Ariel Center for
Policy Research

A JOURNAL OF POLITICS AND THE ARTS

 

NATIV    Volume Twelve    Number 6 (71)    November 1999    Ariel Center for Policy Research

 

SYNOPSIS

 


Professor Huntington's "Clash of Civilizations"
and its Bearing on Israel's Security

Christopher Barder

This is not an analysis of the virtues or vices of Professor Huntington’s work but is rather using it as a tool. The concept of “civilization” is shown to be a very useful one for assessing the true position of Israel in relation to her security needs vis a vis her Arab neighbors.  If it is not at all easy for the constituent elements which make up a civilization to change and these penetrate deeply into matters of religion and inter-personal relationships, then the prospects for reform of any far reaching nature in the essentials of Islam must need to be explored.

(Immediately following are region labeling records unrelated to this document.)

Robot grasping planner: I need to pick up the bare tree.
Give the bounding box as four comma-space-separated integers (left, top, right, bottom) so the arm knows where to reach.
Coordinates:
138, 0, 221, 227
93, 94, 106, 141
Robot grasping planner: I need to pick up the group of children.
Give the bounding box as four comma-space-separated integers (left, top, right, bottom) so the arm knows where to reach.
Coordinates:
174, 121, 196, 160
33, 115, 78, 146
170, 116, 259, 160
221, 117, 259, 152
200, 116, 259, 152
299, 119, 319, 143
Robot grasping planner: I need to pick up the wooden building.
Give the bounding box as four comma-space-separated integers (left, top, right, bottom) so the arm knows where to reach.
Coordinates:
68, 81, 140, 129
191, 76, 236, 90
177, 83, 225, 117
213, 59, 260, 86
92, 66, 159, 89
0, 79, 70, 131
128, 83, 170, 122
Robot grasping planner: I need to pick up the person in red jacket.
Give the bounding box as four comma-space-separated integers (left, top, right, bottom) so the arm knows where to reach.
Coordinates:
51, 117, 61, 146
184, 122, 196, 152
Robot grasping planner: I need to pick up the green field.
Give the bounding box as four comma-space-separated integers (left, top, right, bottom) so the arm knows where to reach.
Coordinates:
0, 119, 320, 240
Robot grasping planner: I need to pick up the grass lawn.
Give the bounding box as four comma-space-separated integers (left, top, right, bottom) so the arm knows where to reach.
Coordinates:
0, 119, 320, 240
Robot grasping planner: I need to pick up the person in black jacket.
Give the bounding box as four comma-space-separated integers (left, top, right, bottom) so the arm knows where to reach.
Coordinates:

What the arguments and insights of Professor Huntington alert his audience to is the possibility of assessing the nature of civilizations beyond the solely theoretical and conceptual.  In so doing the means for looking closely at the way Islam affects its adherents’ attitudes become more vital and perhaps available.  Understanding of “Islamic civilization” becomes a truly essential task in the light of its unchanging teaching and values and also historical record.  These in turn suggest the degree of viability and sense behind the “Oslo peace processes”.  If, in analysis of the outlook and beliefs of the Islamic civilization to which Israel’s neighbors claim they belong, in speeches, books, cartoons and the media, there cannot be found any serious revision of overt and covert hostility to Israel, then the Huntington clashes of civilizations ideas for furthering understanding of international relations and strategic realities serve Israeli analysts well (and not only those in Israel):  the so-called peace process has no chance of bringing peace but instead must be viewed as a means of further weakening Israel’s capacity to resist destruction at the hands of Muslim Arab enemies.